## **Setting Up**

In [1]:
%%capture
!pip install ipython-sql 
!pip install pymysql 
!pip install ipython-sql==0.4.1 
!pip install prettytable==0.7.2 
!pip install SQLAlchemy==1.4.49 
!pip install cryptography 
!pip install PyMySQL[rsa]

In [2]:
#prepare SQL environment
%load_ext sql

In [3]:
import urllib.parse

USERNAME = "root"
PASSWORD = "password-y/@N"
HOST = "localhost"
PORT = 3306
DATABASE = "united_nations"

connection_string = f"mysql+pymysql://{USERNAME}:{urllib.parse.quote_plus(PASSWORD)}@{HOST}:{PORT}/{DATABASE}"
%sql $connection_string

In [4]:
%%sql

SELECT * 
FROM 
    united_nations.access_to_basic_services 
LIMIT 5;

 * mysql+pymysql://root:***@localhost:3306/united_nations
5 rows affected.


Region,Sub_region,Country_name,Time_period,Pct_managed_drinking_water_services,Pct_managed_sanitation_services,Est_population_in_millions,Est_gdp_in_billions,Land_area,Pct_unemployment
Central and Southern Asia,Central Asia,Kazakhstan,2015,94.67,98.0,17.542806,184.39,2699700.0,4.93
Central and Southern Asia,Central Asia,Kazakhstan,2016,94.67,98.0,17.794055,137.28,2699700.0,4.96
Central and Southern Asia,Central Asia,Kazakhstan,2017,95.0,98.0,18.037776,166.81,2699700.0,4.9
Central and Southern Asia,Central Asia,Kazakhstan,2018,95.0,98.0,18.276452,179.34,2699700.0,4.85
Central and Southern Asia,Central Asia,Kazakhstan,2019,95.0,98.0,18.513673,181.67,2699700.0,4.8


In [5]:
%%sql

SHOW TABLES;

 * mysql+pymysql://root:***@localhost:3306/united_nations
2 rows affected.


Tables_in_united_nations
access_to_basic_services
country_list


In [6]:
%%sql
/*SHOW COLUMNS FROM access_to_basic_services;*/
DESCRIBE access_to_basic_services; 

 * mysql+pymysql://root:***@localhost:3306/united_nations
10 rows affected.


Field,Type,Null,Key,Default,Extra
Region,varchar(32),YES,,,
Sub_region,varchar(25),YES,,,
Country_name,varchar(37),NO,,,
Time_period,int,NO,,,
Pct_managed_drinking_water_services,"decimal(5,2)",YES,,,
Pct_managed_sanitation_services,"decimal(5,2)",YES,,,
Est_population_in_millions,"decimal(11,6)",YES,,,
Est_gdp_in_billions,"decimal(8,2)",YES,,,
Land_area,"decimal(10,2)",YES,,,
Pct_unemployment,"decimal(5,2)",YES,,,


## **8.5 Initial data analysis with numeric functions** 

### **1. What is the total number of entries in the dataset?**
Count the number of entries in the dataset using the COUNT function.

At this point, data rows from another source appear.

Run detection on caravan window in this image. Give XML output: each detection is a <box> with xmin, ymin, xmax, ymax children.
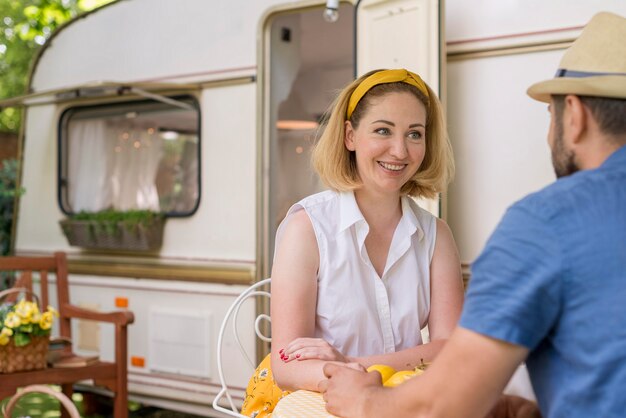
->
<box><xmin>58</xmin><ymin>96</ymin><xmax>200</xmax><ymax>216</ymax></box>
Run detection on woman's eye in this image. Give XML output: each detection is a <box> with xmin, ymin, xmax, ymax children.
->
<box><xmin>408</xmin><ymin>131</ymin><xmax>423</xmax><ymax>140</ymax></box>
<box><xmin>374</xmin><ymin>127</ymin><xmax>390</xmax><ymax>135</ymax></box>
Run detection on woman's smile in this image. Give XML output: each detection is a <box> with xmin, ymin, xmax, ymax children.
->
<box><xmin>378</xmin><ymin>161</ymin><xmax>408</xmax><ymax>172</ymax></box>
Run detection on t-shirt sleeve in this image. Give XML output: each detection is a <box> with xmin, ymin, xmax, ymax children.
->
<box><xmin>459</xmin><ymin>203</ymin><xmax>562</xmax><ymax>350</ymax></box>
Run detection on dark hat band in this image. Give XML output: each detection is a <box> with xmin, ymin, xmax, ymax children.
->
<box><xmin>555</xmin><ymin>68</ymin><xmax>626</xmax><ymax>78</ymax></box>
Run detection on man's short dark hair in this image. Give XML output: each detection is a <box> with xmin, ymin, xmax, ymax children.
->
<box><xmin>552</xmin><ymin>95</ymin><xmax>626</xmax><ymax>144</ymax></box>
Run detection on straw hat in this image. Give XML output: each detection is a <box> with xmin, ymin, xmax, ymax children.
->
<box><xmin>527</xmin><ymin>12</ymin><xmax>626</xmax><ymax>102</ymax></box>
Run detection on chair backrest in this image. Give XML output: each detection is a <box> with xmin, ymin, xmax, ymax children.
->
<box><xmin>0</xmin><ymin>252</ymin><xmax>71</xmax><ymax>339</ymax></box>
<box><xmin>213</xmin><ymin>278</ymin><xmax>271</xmax><ymax>418</ymax></box>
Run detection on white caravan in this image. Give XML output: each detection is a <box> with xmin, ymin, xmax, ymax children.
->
<box><xmin>2</xmin><ymin>0</ymin><xmax>624</xmax><ymax>415</ymax></box>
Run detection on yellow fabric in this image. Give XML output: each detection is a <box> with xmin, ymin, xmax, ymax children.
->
<box><xmin>241</xmin><ymin>354</ymin><xmax>290</xmax><ymax>418</ymax></box>
<box><xmin>347</xmin><ymin>69</ymin><xmax>429</xmax><ymax>118</ymax></box>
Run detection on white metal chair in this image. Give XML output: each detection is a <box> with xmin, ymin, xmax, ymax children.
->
<box><xmin>213</xmin><ymin>278</ymin><xmax>271</xmax><ymax>417</ymax></box>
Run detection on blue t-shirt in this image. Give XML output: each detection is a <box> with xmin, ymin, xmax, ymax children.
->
<box><xmin>460</xmin><ymin>145</ymin><xmax>626</xmax><ymax>418</ymax></box>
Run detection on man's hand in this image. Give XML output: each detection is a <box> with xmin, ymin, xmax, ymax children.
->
<box><xmin>484</xmin><ymin>395</ymin><xmax>542</xmax><ymax>418</ymax></box>
<box><xmin>318</xmin><ymin>362</ymin><xmax>383</xmax><ymax>418</ymax></box>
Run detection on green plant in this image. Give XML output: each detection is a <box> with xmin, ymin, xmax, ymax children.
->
<box><xmin>69</xmin><ymin>209</ymin><xmax>164</xmax><ymax>233</ymax></box>
<box><xmin>0</xmin><ymin>158</ymin><xmax>25</xmax><ymax>256</ymax></box>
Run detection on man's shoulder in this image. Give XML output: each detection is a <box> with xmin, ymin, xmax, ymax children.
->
<box><xmin>510</xmin><ymin>178</ymin><xmax>575</xmax><ymax>221</ymax></box>
<box><xmin>510</xmin><ymin>167</ymin><xmax>615</xmax><ymax>221</ymax></box>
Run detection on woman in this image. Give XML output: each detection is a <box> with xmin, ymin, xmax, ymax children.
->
<box><xmin>242</xmin><ymin>68</ymin><xmax>463</xmax><ymax>417</ymax></box>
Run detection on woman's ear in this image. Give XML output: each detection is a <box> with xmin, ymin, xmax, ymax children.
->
<box><xmin>344</xmin><ymin>121</ymin><xmax>356</xmax><ymax>151</ymax></box>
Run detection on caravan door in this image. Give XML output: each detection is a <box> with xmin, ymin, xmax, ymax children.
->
<box><xmin>261</xmin><ymin>3</ymin><xmax>355</xmax><ymax>279</ymax></box>
<box><xmin>261</xmin><ymin>0</ymin><xmax>443</xmax><ymax>279</ymax></box>
<box><xmin>356</xmin><ymin>0</ymin><xmax>443</xmax><ymax>215</ymax></box>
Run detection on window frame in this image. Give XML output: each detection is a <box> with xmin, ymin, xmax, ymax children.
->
<box><xmin>57</xmin><ymin>94</ymin><xmax>202</xmax><ymax>218</ymax></box>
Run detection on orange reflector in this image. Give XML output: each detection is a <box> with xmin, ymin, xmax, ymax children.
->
<box><xmin>131</xmin><ymin>356</ymin><xmax>145</xmax><ymax>368</ymax></box>
<box><xmin>115</xmin><ymin>297</ymin><xmax>129</xmax><ymax>308</ymax></box>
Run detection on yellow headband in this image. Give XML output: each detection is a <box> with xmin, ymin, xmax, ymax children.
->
<box><xmin>346</xmin><ymin>69</ymin><xmax>430</xmax><ymax>119</ymax></box>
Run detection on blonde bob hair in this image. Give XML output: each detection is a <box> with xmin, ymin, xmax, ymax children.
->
<box><xmin>312</xmin><ymin>69</ymin><xmax>454</xmax><ymax>199</ymax></box>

Return the result with an alias.

In [7]:
%%sql

SELECT 
    COUNT(*) AS Number_of_observations
FROM 
    united_nations.access_to_basic_services;

 * mysql+pymysql://root:***@localhost:3306/united_nations
1 rows affected.


Number_of_observations
1048


### **2. What are the earliest and latest years for which we have data?**
Determine the earliest and latest years by calculating the minimum and maximum of the Time_period column using the MIN and MAX functions respectively. Use aliases to name the results.

In [8]:
%%sql

SELECT 
    MIN(Time_period) AS Min_time_period,
    MAX(Time_period) AS Max_time_period
FROM 
	access_to_basic_services

 * mysql+pymysql://root:***@localhost:3306/united_nations
1 rows affected.


Min_time_period,Max_time_period
2015,2020


### **3. How many countries are included in this dataset?**
Count the number of countries in the Country_name column. Note, if we only use the COUNT function without an additional keyword, SQL will return the total number of entries in the column, including duplicates. Use the DISTINCT keyword to only return unique country names. Return the result with an alias.

In [9]:
%%sql

SELECT 
    COUNT(DISTINCT Country_name) AS Number_of_countries
FROM 
	access_to_basic_services

 * mysql+pymysql://root:***@localhost:3306/united_nations
1 rows affected.


Number_of_countries
182


### **4. What is the average percentage of people who have access to managed drinking water services across all years and all countries included in our dataset?**
Use the AVG function to calculate the average of the Pct_managed_drinking_water_services column. Use an alias.

In [10]:
%%sql

SELECT 
    AVG(Pct_managed_drinking_water_services) AS Avg_managed_drinking_water_services
FROM 
	access_to_basic_services

 * mysql+pymysql://root:***@localhost:3306/united_nations
1 rows affected.


Avg_managed_drinking_water_services
87.189103


## **8.7 Transform Columns**

### **1. What is the GDP per year for each country?**
Calculate the GDP per year for each country using the Country_name, Time_period, and Est_gdp_in_billions columns.

In [11]:
%%sql

SELECT 
    Country_name,
    Time_period,
    Est_gdp_in_billions
FROM 
	access_to_basic_services
LIMIT 5;

 * mysql+pymysql://root:***@localhost:3306/united_nations
5 rows affected.


Country_name,Time_period,Est_gdp_in_billions
Kazakhstan,2015,184.39
Kazakhstan,2016,137.28
Kazakhstan,2017,166.81
Kazakhstan,2018,179.34
Kazakhstan,2019,181.67


### **2. What are the rounded-off values of the Est_gdp_in_billions column?**
When looking at many billion-dollar figures, the decimal places can be a little distracting. We can round off the numbers in the Est_gdp_in_billions column to make them more manageable.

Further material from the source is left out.